Santa Clara County Voter's Guide On Children's Issues

California State Assembly, District 24

Alexander Glew

Families are the basic building block of society. We need to heal broken homes by including extended family, offering family counseling, conflict resolution, and help from existing local organizations, not just the government. Our taxes and laws need to promote parental responsibility and family unity.

  1. What do you think are the top three issues affecting our children and families and how do you propose to address them?

    There are many issues for children and families, and it is difficult to say which are the top three, but these three are very important: 1 Too many children come from broken homes or single parent homes. It is difficult to raise children as a single parent. 2 Children and their families need to value education and need access to it. 3 Deprived children need better nutrition. Their physical and intellectual development, as well as health, requires proper nutrition.

  2. How will the priorities you addressed in the first question be reflected in the way that you approach the budget process?

    Every child deserves an education that prepares them for today’s dynamic economy. Because California’s students should be taught by the very best, we will pay good teachers more, offer additional training to the ones that need it, and invest more in proven programs. I believe a healthier population, particularly in disadvantaged communities, benefits all Californians. We should give people more healthcare options and reorient the system toward preventative medicine. The health of children begins with nutrition, such as school breakfasts and lunches with fresh CA fruits and vegetables. California parks should be part of a comprehensive view of healthy lifestyles.

  3. What steps will you take to address the high cost and lack of availability of quality child care and preschool programs in our communities, especially for low-income children and English language learners?

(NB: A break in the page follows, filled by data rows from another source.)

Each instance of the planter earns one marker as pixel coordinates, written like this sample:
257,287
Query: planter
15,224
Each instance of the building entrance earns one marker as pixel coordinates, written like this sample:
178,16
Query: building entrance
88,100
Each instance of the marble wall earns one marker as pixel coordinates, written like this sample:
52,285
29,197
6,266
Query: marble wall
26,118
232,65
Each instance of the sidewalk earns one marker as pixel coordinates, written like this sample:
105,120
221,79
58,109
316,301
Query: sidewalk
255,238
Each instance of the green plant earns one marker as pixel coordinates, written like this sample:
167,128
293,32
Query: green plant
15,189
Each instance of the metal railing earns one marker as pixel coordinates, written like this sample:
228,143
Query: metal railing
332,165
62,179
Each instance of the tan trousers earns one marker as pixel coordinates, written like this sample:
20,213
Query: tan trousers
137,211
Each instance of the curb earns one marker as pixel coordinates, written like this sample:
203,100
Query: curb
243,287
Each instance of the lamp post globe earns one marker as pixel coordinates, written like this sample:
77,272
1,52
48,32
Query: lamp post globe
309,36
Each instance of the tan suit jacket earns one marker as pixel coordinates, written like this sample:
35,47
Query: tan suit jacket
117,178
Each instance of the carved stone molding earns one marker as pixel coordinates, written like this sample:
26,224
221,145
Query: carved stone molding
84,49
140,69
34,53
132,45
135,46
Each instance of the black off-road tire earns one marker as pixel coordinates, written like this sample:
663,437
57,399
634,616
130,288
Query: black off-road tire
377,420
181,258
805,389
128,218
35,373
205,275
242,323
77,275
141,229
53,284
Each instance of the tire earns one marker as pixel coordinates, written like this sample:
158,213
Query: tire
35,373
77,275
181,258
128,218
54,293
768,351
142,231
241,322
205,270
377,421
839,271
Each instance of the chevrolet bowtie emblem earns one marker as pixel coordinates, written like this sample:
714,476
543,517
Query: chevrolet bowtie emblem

    State and local government can make it less bureaucratic and expensive for day care businesses to permit and build, and have reasonable overtime employment rules for day care workers. We should encourage home day care centers with proper oversight. We should incentivize CA business to aid with child care so that parents can work and know that their children have care. Some aspects of day care need to be handled at the city and county level, such as after school day care in schools, or transitional day care for children while parent seek employment training or overcome homelessness.

  4. What steps will you take to improve inclusion and outcomes for children with special needs or with disabilities?

    We need to support the local school districts in educating those with extraordinary needs. We should provide incentives for people to enter special education and allow both full and part time work in the field. Employers must accommodate time off for those with special needs children. We need to explore alternative environments, options that are creative and economical, as an option for those with special needs and disabilities, similar to home day care centers. Further, we need to avail ourselves of modern software tools and computer learning as appropriate.

  5. Much of the student achievement gap has been linked to the "opportunity gap" that low-income children and children of color experience, including lack of access to healthy food, preschool, tutors and enrichment activities. If elected, what steps will you take to address this issue?

    It is said that your health is 60% determined by what you eat. Poor nutrition is the first thing we need to address. Existing food programs and subsidies should encourage fresh CA fruits and vegetables grown by our farmers, including school breakfasts and lunches, and community pantry programs. The health of our children begins with nutrition. There is no excuse for malnutrition in CA children. Our CA farmers produce one quarter of our nation's food.